La Machine-Soleil

Confinement magnétique

par Charles Hirlimann

Bastien, doctorant en physique, fait une découverte inattendue qui bouleverse la conception des réacteurs de fusion et ouvre la voie à une énergie abondante et bon marché. Mais cette avancée menace des intérêts colossaux et déclenche une cascade d’enquêtes internationales. Des laboratoires européens aux arcanes politiques de Washington, l’étau se resserre. L’ombre d’un groupe d’écologistes radicaux surgit, prêt à tout pour imposer sa vision. Au cœur du jeu, Esther, veuve du directeur de thèse de Bastien, orchestre l’investigation et relie les acteurs dispersés, dévoilant un affrontement où science, pouvoir et idéologies se heurtent.

Extrait

Bastien pianote sur son smartphone ; le ZLeeb qu’il a commandé se trouve sur la carte à moins de 3 minutes… Le véhicule s’arrête le long du trottoir devant son hôtel, la porte s’ouvre. Il s’installe confortablement dans un espace large et clair débarrassé de tous les artefacts d’une voiture, pas de volant, de changement de vitesse, ni même de tableau de bord. Seule une tablette égaye de sa carte GPS l’avant du véhicule.

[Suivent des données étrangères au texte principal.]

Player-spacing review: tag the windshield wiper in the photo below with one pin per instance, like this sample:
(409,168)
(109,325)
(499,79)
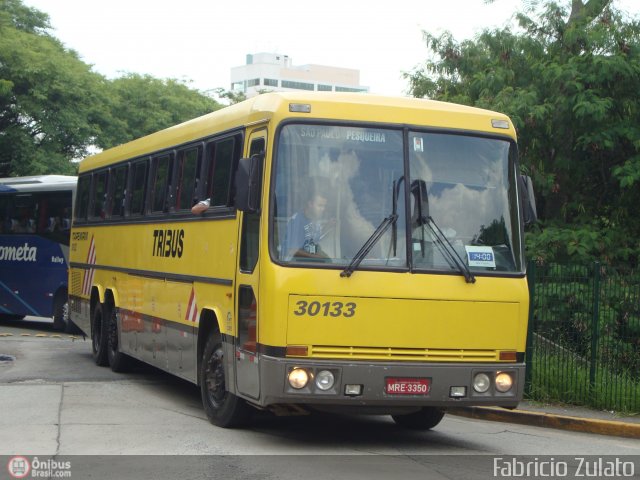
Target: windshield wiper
(368,245)
(448,249)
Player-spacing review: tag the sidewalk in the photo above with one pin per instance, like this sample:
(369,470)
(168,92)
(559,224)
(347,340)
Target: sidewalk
(566,417)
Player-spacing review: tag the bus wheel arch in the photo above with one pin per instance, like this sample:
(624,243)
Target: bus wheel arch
(118,361)
(223,408)
(208,325)
(61,319)
(98,330)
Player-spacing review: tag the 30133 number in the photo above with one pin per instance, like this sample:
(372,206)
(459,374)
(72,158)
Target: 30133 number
(325,309)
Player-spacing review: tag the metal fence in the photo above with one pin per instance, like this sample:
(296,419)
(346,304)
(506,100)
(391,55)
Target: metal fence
(583,344)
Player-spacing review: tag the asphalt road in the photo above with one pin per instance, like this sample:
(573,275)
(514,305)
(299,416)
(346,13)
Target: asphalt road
(57,404)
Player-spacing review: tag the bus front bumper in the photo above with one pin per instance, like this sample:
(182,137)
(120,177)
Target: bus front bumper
(390,384)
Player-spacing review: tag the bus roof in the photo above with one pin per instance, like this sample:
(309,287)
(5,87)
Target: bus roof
(36,183)
(360,107)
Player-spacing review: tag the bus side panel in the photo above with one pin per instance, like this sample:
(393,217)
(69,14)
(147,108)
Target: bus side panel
(23,260)
(163,276)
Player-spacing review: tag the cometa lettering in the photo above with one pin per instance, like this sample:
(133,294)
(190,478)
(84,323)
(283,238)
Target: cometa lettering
(168,243)
(24,253)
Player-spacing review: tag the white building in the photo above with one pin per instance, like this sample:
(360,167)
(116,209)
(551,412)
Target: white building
(276,73)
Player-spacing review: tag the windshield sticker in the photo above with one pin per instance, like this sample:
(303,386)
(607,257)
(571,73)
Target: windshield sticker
(478,256)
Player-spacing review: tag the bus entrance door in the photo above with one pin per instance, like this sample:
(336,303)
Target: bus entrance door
(247,358)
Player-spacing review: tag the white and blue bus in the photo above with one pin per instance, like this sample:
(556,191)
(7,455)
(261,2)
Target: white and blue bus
(35,221)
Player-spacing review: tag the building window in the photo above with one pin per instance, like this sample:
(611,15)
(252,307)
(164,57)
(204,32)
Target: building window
(349,89)
(297,85)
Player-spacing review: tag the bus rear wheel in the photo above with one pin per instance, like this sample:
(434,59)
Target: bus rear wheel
(61,313)
(118,361)
(424,419)
(223,408)
(99,336)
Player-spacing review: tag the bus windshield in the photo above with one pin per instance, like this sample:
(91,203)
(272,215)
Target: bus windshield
(341,192)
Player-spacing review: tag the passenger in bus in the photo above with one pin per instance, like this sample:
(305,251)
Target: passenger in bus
(306,228)
(25,223)
(201,206)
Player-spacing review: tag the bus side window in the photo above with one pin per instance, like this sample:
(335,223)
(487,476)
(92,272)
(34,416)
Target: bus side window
(136,202)
(188,169)
(161,178)
(117,190)
(97,207)
(221,156)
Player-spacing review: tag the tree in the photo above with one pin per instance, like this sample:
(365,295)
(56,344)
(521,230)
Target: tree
(48,97)
(569,79)
(140,105)
(54,108)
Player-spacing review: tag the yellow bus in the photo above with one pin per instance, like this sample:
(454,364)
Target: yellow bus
(312,251)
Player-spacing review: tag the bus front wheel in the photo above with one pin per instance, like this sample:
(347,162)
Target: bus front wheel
(99,336)
(424,419)
(222,408)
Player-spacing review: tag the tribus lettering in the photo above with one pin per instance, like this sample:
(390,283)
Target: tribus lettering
(168,243)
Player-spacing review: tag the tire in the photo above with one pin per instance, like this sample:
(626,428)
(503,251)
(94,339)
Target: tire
(99,336)
(118,361)
(424,419)
(222,408)
(61,320)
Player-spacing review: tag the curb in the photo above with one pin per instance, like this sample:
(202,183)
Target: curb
(549,420)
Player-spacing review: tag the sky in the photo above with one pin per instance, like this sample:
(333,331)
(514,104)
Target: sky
(199,41)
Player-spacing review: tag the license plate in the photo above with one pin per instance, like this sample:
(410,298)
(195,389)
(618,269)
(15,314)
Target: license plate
(407,386)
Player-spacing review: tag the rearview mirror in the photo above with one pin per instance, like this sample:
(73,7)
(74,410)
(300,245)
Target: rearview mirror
(528,199)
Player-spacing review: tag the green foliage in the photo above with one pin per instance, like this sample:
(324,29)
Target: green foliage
(46,96)
(569,81)
(141,104)
(54,108)
(586,340)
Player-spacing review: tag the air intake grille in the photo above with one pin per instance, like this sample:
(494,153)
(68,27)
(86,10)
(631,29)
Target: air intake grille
(408,354)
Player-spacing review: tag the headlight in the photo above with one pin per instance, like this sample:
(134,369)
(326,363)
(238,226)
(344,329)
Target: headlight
(481,382)
(324,380)
(298,378)
(504,382)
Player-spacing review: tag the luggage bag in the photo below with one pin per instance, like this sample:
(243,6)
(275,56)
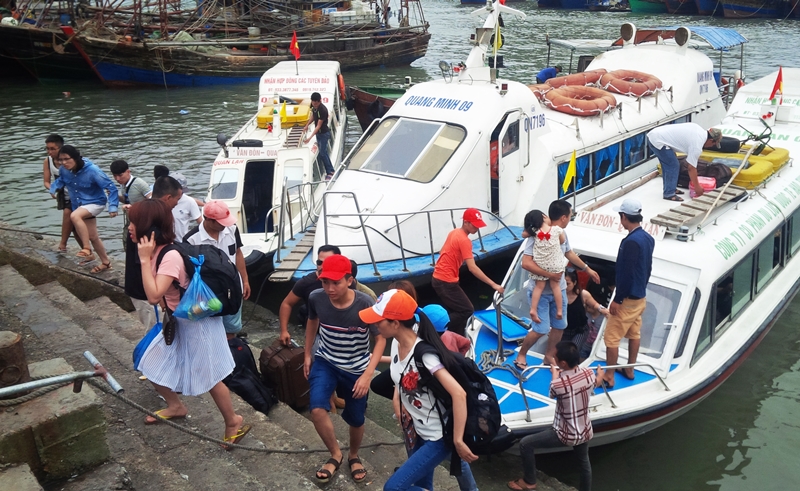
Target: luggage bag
(282,370)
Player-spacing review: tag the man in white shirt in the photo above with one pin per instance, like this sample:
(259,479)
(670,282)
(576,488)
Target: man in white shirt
(688,138)
(219,229)
(185,213)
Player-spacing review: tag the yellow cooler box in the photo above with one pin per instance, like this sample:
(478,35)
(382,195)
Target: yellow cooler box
(295,114)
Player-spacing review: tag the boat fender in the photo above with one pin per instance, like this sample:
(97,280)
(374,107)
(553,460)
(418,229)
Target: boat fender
(342,87)
(376,109)
(350,100)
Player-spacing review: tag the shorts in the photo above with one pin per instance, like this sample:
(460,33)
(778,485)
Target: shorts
(94,210)
(323,379)
(626,324)
(547,312)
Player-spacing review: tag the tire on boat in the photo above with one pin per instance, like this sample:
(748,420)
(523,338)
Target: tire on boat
(580,101)
(630,82)
(584,78)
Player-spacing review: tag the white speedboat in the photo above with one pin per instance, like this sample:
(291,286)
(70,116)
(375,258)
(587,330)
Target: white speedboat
(723,271)
(265,172)
(472,139)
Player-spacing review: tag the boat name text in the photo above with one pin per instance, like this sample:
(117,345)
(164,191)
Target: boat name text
(611,223)
(745,232)
(438,103)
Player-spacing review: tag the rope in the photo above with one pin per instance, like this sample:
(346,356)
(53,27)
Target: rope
(33,395)
(104,388)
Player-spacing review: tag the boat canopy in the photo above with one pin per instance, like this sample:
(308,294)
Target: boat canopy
(718,38)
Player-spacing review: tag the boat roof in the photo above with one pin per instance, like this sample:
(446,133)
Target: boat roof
(718,38)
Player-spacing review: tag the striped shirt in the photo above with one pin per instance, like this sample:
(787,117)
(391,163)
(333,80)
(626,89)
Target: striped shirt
(343,336)
(571,391)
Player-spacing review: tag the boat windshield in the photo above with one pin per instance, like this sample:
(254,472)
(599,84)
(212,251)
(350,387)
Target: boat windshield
(657,321)
(400,146)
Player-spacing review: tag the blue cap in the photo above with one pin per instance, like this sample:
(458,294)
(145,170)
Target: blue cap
(438,316)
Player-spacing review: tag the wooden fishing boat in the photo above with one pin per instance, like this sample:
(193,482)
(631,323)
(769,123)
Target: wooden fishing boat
(371,103)
(648,6)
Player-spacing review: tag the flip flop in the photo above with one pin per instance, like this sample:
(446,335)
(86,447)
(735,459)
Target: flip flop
(326,474)
(101,267)
(153,421)
(360,472)
(244,430)
(520,485)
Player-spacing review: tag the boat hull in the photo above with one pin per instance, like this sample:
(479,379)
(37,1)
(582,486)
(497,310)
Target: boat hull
(647,7)
(681,7)
(39,52)
(121,64)
(752,9)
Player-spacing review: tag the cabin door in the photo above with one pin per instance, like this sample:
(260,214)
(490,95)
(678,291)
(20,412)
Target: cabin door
(510,153)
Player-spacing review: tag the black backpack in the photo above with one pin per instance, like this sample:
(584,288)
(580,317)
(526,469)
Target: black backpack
(483,410)
(244,381)
(218,272)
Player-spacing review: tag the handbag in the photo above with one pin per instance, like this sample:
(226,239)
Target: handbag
(169,325)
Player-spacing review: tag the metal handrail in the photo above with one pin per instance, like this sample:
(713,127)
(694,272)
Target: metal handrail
(362,216)
(77,377)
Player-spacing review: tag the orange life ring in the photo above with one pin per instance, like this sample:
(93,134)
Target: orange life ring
(580,101)
(342,88)
(539,90)
(630,82)
(583,78)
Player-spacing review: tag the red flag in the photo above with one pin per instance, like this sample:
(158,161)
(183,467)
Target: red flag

— Bonjour monsieur Giciel, bienvenue à bord ; dites-moi : souhaitez-vous toujours vous rendre au laboratoire des plasmas denses à Berkeley ?
— Oui, tout à fait. Bastien n’était pas familier de ce service de taxi autonome.
— Compte tenu de la circulation nous devrions atteindre Berkeley dans une petite demi-heure, susurre la voix féminine synthétique du véhicule. Souhaitez-vous que j’utilise la playlist de votre téléphone pour diffuser de la musique d’ambiance ?
— Non, non, je dois encore travailler la conférence que je vais donner.
— Comme vous voudrez.

La voiture s’insère dans le flot de la circulation et prend la direction du Bay Bridge, le pont qui traverse la baie de San Francisco vers Oakland.

*

Marcos, à califourchon sur sa moto, consulte la tablette fixée sur le guidon de l’engin. Elle lui indique l’état de la circulation dans un rayon de 3,6 km autour de l’entrée du Bay Bridge et, surtout, la position du taxi n° 57 de la société ZLeeb. Quand la situation affichée lui convient, il lance sa moto pour s’éloigner du lieu d’observation proche du pont. Il s’arrête à Sutro Heights Park, à l’ouest de la ville, rassuré par l’absence de caméras de surveillance dans ce parc. Il ne prend pas un instant pour profiter de la superbe vue sur l’océan Pacifique. Il surveille l’image sur sa tablette. Quelques minutes plus tard, jugeant la situation favorable, il hésite une fraction de seconde puis envoie un signal avec son smartphone à destination d’une machine distante, en espérant que son estimation des temps de latence soit correcte. Il se sent toujours militant radical du climat, mais il n’aime pas cette opération qu’il n’a pas choisie. Elle ressemble plus à une attaque antipersonnelle qu’à un attentat contre une société refusant de se réformer pour affronter le dérèglement climatique qu’elle a déclenché.

*

Assis devant son écran, tendu, Driss Laraouiche sursaute légèrement lorsque le signal de Marcos déclenche l’alerte. Autour de lui, chacun retient son souffle. L’atmosphère évoque, à une échelle réduite, le lancement d’une mission spatiale critique.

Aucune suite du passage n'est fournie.